Google Shopping Actions features a universal shopping cart and instant checkout with saved payment credentials across Google.com and Google Assistant. It enables one-click re-ordering, personalized recommendations and basket-building based on a customer’s purchase history and loyalty.
Daniela Forte, Multi Channel Merchant
Google to let users buy directly from search results. In what seems like somewhat of a competition with platforms like Shopify, Shopping Actions is a new Google feature which allows users to purchase items directly from search results.
- Retailers can list their products on Google search, the Google Express shopping service, and Google Assistant on home devices and mobile.
- Google provides a universal shopping cart across platforms
- Shoppers can save their payment credentials and make purchases from retailers with instant checkout.
- Google charges retailers a cost-per-sale fee.
2. Apple Pay becomes the new one-click.
The ad wasn’t well received but the technology has been. With online retail shifting from desktop to mobile, faster than ever, Apple Pay is vying to become the go-to ‘face’ for many of the growing number of vendors that are pursuing mobile-first strategies.
Here is the problem that Shopify is hoping to solve with their bet on Apple Pay for online retail:
A general manager of financial services at Shopify, told Karen Webster in a recent conversation, is that the checkout experience “is a weird three-page mess that really hasn’t evolved over the now almost three decades people have been shopping online.”

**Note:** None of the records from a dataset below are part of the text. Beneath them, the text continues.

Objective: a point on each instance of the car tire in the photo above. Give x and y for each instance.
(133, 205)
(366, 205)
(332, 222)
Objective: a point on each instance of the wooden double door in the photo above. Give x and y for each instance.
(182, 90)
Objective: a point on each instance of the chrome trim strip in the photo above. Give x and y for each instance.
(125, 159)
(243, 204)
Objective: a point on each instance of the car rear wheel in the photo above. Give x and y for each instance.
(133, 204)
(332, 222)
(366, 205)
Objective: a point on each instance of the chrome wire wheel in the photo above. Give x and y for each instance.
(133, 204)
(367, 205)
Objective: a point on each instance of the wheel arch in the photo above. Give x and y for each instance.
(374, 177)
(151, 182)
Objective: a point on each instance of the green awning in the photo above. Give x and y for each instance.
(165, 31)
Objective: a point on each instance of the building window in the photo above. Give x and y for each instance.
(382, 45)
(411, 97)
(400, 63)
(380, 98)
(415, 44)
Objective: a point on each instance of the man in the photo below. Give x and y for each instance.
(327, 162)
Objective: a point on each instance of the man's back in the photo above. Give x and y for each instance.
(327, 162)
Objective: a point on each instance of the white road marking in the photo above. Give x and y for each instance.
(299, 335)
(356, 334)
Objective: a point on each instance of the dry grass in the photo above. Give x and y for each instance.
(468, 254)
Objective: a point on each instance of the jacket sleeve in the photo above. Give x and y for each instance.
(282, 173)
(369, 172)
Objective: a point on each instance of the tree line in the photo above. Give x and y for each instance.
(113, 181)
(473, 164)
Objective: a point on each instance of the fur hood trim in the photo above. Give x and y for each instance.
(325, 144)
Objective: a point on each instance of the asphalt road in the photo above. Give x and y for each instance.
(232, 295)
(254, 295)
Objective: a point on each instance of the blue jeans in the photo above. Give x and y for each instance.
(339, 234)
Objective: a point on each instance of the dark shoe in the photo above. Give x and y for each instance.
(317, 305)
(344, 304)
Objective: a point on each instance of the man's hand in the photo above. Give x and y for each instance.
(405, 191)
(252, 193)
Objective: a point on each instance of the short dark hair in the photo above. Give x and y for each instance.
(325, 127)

Granted, the UX has gotten a bit nicer, and some streamlining efforts have been baked in, but at its base, Hashemi noted that it’s the same bad experience: The customer has to enter their shipping data, billing data and card information “over and over again, and multiple properties.” “This is a checkout process that just desperately needs to go away,” Hashemi stated.
1. Spotify will release a hardware collaboration by the end of 2018.
Spotify benefits from its platform agnosticism. If you try hard enough, you can use their service on any hardware device. That doesn’t mean that they aren’t experiencing hardware drama that could stall an IPO. If you ask your Alexa to play a song, it will use the Amazon Music service by default. If you ask Siri on HomePod, it will use Apple Music. If you ask Google Home, it will default to Google Play. Needless to say, Spotify has read the writing on the wall. The streaming service is afraid of being completely cutoff from the hardware ecosystem and will likely land a hardware deal with an incumbent speaker manufacturer by the end of Q3 2018.
Spotify wouldn’t necessarily need to build its own audio equipment from the ground up. The music app could instead partner with an established speaker maker like Bose on such a product. If this were the case, Spotify would have a hardware product where its services are at the forefront instead of an afterthought. Meanwhile, its hardware partner—a company similarly being left out of the smart speaker conversation—would have an additional avenue to compete against products by Amazon, Google, and Apple.